How Do I Choose Between a Hash Table and a Trie (Prefix Tree)?

Use a tree:

  1. If you need auto complete feature
  2. Find all words beginning with 'a' or 'axe' so on.
  3. A suffix tree is a special form of a tree. Suffix trees have a whole list of advantages that hash cannot cover.

It all depends on what problem you're trying to solve. If all you need to do is insertions and lookups, go with a hash table. If you need to solve more complex problems such as prefix-related queries, then a trie might be the better solution.


Advantages of tries:

The basics:

  • Predictable O(k) lookup time where k is the size of the key
  • Lookup can take less than k time if it's not there
  • Supports ordered traversal
  • No need for a hash function
  • Deletion is straightforward

New operations:

  • You can quickly look up prefixes of keys, enumerate all entries with a given prefix, etc.

Advantages of linked structure:

  • If there are many common prefixes, the space they require is shared.
  • Immutable tries can share structure. Instead of updating a trie in place, you can build a new one that's different only along one branch, elsewhere pointing into the old trie. This can be useful for concurrency, multiple simultaneous versions of a table, etc.
  • An immutable trie is compressible. That is, it can share structure on the suffixes as well, by hash-consing.

Advantages of hashtables:

  • Everyone knows hashtables, right? Your system will already have a nice well-optimized implementation, faster than tries for most purposes.
  • Your keys need not have any special structure.
  • More space-efficient than the obvious linked trie structure (see comments below)

Everyone knows hash table and its uses but it is not exactly constant look up time , it depends on how big the hash table is , the computational complexity of the hash function.

Creating huge hash tables for efficient lookup is not an elegant solution in most of the industrial scenarios where even small latency/scalability matters (e.g.: high frequency trading). You have to care about the data structures to be optimized for space it takes up in memory too to reduce cache miss.

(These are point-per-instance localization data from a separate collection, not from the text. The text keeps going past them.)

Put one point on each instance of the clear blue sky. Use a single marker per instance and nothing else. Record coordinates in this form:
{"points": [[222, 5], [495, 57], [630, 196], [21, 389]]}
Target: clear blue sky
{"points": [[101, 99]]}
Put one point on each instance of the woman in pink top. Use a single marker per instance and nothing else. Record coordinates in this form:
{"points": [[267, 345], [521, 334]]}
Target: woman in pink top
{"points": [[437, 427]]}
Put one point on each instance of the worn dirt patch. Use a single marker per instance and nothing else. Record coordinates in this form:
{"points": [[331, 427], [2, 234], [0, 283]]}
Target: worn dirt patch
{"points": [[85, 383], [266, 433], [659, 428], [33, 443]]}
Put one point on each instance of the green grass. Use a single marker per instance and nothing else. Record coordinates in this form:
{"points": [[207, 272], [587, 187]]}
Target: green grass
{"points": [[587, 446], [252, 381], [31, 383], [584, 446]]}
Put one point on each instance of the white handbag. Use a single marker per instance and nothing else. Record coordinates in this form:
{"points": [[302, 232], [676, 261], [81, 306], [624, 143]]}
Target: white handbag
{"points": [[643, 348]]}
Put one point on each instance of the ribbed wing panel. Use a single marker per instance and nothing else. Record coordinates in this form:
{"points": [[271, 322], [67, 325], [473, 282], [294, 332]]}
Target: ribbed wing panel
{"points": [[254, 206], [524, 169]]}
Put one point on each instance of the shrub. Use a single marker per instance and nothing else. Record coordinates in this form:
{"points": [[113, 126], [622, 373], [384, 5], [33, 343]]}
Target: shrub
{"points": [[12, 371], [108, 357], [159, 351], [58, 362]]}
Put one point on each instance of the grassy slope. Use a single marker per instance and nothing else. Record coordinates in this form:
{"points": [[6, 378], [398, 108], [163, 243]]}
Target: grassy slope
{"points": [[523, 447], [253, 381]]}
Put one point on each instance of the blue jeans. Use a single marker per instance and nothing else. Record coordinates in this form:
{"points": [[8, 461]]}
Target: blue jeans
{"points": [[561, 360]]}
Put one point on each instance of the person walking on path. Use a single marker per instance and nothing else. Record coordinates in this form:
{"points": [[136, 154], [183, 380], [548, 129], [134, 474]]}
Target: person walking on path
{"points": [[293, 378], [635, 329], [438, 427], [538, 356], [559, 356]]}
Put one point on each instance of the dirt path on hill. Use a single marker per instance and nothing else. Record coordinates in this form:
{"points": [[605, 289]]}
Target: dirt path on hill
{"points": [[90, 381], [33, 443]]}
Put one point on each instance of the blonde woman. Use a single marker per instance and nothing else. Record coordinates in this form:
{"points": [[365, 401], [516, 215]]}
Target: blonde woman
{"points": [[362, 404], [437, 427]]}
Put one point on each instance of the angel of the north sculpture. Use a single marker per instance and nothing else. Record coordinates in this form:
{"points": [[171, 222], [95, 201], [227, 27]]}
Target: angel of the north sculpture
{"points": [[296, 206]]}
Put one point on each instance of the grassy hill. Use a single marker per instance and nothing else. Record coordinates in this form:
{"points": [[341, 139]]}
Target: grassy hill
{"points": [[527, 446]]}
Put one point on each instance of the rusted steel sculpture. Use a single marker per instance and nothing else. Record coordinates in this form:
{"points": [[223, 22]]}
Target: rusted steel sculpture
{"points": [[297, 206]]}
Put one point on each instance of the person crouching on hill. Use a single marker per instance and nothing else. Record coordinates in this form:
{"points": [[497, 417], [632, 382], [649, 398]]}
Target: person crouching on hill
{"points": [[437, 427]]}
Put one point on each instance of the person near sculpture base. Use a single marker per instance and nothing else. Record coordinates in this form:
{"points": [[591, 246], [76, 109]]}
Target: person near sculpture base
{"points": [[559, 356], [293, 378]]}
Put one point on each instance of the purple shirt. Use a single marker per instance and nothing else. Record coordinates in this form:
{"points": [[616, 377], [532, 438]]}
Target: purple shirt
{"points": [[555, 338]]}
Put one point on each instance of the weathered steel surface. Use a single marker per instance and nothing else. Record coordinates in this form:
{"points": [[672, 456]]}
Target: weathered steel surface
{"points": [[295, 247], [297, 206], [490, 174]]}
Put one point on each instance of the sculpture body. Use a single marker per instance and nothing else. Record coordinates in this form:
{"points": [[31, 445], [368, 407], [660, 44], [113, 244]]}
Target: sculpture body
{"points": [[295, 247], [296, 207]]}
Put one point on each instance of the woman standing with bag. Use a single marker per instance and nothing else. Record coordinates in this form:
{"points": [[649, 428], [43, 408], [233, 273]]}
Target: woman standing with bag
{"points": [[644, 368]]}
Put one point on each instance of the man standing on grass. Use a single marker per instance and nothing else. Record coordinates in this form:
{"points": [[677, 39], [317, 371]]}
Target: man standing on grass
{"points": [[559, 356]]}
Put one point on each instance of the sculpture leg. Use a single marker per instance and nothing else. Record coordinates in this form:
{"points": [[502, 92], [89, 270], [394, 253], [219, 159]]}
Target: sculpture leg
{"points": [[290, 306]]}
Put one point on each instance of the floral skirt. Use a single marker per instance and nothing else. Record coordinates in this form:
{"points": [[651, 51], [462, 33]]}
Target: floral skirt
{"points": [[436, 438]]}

A very good example where trie better suits the requirements is messaging middleware . You have a million subscribers and publishers of messages to various categories (in JMS terms - Topics or exchanges) , in such cases if you want to filter out messages based on topics (which are actually strings) , you definitely do not want create hash table for the million subscriptions with million topics . A better approach is store the topics in trie , so when filtering is done based on topic match , its complexity is independent of number of topics/subscriptions/publishers (only depends on the length of string). I like it because you can be creative with this data structure to optimize space requirements and hence have lower cache miss.